Friday, 27 May 2011

Last Sunday

Our production databases are backed up with one of two schedules.  Most days our backups are sent offsite and retained for 3 months before being returned.  But on the last Sunday of each month, our backups are archived for a longer period of time.  Therefore the RMAN backups and Veritas catalogs need to be retained for up to 7 years!

Us Linux DBAs love cron for scheduling jobs. These fancy software schedulers with their dependencies and clever logic have never really replaced a really dense, difficult to read crontab file. And that's just the way we like it in order to keep our jobs!

Now, crontab doesn't have a built-in facility for deciding whether a particular day is the 'last' or 'first' of the month (or quarter, or year).  Our current backup regime relies on a separate cron job to create a lock file, earlier in the day, then each individual backup script checks for existence of that file before deciding which tape schedule and retention policy to use.
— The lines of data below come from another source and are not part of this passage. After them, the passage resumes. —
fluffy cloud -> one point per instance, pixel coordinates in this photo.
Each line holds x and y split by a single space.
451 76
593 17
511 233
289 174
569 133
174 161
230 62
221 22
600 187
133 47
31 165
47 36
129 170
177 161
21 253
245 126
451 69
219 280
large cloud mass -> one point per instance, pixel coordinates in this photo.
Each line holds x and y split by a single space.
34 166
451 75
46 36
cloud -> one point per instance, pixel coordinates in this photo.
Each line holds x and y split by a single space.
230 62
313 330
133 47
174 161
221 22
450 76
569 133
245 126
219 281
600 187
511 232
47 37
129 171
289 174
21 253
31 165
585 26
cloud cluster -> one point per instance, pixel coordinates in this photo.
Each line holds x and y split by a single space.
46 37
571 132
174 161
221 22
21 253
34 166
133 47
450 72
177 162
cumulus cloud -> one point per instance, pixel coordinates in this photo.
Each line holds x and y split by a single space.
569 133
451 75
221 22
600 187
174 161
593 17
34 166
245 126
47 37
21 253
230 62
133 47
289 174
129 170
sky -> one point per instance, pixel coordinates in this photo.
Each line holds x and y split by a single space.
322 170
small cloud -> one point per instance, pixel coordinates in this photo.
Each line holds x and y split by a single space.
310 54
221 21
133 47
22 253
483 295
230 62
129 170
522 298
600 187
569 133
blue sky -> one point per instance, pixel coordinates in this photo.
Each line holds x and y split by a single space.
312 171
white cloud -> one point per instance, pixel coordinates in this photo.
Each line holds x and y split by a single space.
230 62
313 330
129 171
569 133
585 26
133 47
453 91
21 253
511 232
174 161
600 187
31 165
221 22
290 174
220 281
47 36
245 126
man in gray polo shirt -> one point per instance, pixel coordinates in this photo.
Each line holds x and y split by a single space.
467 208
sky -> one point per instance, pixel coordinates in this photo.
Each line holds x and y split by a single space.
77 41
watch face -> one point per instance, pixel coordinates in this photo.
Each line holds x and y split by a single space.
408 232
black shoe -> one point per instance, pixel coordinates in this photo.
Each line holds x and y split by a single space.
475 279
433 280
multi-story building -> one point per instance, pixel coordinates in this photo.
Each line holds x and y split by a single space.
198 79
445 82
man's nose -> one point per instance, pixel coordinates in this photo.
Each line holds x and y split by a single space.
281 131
I thought there was a slightly more elegant way of achieving this.  Here's what I came up with:

We have a simple script called islastsunday which compares the current date with the date of the last Sunday in the month (from the cal command).

#!/bin/bash
[ $(cal | awk '{print $1}' | tr -s '[:blank:]' '\n' | tail -1) = $(date +%d) ]
In our crontab file we have two entries for our backup, as follows:
# Check if day is LAST SUNDAY of Month. If NOT, run the regular backup
30 00 * * * islastsunday || (rman-job.sh level_0_tape ORCL > level_0_tape_ORCL.log 2>&1; rman-job.sh level_0_tape ORCL2 > level_0_tape_ORCL2.log 2>&1)
# Check if day is LAST SUNDAY of Month. If it IS, run the Monthly backup
30 00 * * * islastsunday && (rman-job.sh level_0_tape_LS ORCL > level_0_tape_LS_ORCL.log 2>&1; rman-job.sh level_0_tape_LS ORCL2 > level_0_tape_LS_ORCL2.log 2>&1)
Both schedules run at the same time, but only one of them will actually execute, depending upon the day of the month. The actual backup commands are bracketed, so that they are ALL dependent upon the islastsunday script, and will all run with the same retention policy, even if the backups continue to run after midnight (i.e. in Monday!).